Le Parc national de Kahuzi-Biega (PNKB), classé au patrimoine mondial de l’UNESCO, est confronté à une recrudescence de l’exploitation illégale des ressources forestières dans sa partie située sur l’axe Kalonge, en territoire de Kalehe (Sud-Kivu). Des acteurs environnementaux de la région alertent sur une intensification de ces activités clandestines, qu’ils attribuent notamment à la dégradation du contexte sécuritaire.
Contacté ce 22 juillet, Muzaliwa Kateramuko, agent chargé de l’environnement à Bunyakiri, affirme que le parc est devenu un refuge pour des exploitants qui produisent du charbon de bois (makala) et scient des planches sans autorisation des services compétents.

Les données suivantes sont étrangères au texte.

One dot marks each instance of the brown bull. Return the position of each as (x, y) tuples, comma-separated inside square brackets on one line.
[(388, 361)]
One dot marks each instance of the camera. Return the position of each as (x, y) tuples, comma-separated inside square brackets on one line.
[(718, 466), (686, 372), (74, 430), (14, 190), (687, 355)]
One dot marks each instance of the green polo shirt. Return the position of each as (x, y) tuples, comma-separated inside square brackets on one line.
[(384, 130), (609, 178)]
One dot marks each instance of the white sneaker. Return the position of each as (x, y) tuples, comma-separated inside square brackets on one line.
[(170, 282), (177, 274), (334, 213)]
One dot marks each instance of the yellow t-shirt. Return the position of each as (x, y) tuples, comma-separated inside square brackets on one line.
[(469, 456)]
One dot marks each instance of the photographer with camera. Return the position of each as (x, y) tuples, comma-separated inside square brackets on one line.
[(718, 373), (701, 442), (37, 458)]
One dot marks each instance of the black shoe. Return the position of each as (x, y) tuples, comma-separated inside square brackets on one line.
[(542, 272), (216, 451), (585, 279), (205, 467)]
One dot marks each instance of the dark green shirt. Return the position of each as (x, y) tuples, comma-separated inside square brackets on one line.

« Aujourd’hui, dans le parc, on produit du charbon de bois et on y scie des planches sans aucune autorisation de l’État. Il s’agit d’une exploitation abusive et totalement illicite », déclare-t-il.
Selon cette source, plusieurs exploitants qui exerçaient auparavant dans les zones de Bitale, dans le secteur de Buloho, se seraient déplacés à l’intérieur du parc afin d’échapper aux contrôles administratifs.
Muzaliwa Kateramuko affirme que, selon les informations dont il dispose, différents acteurs armés présents dans la zone exerceraient une influence sur ces activités.
« Là-bas, personne ne demande de permis de coupe de bois ni de permis de carbonisation. On y retrouve des Wazalendo, des FARDC ou encore le M23. Certains arrangements se font de manière informelle, permettant aux exploitants d’abattre les arbres en échange de contreparties », soutient-il.
Ces affirmations n’ont pas pu être vérifiées de manière indépendante, et aucune réaction des autorités concernées n’était disponible au moment de la publication de cet article.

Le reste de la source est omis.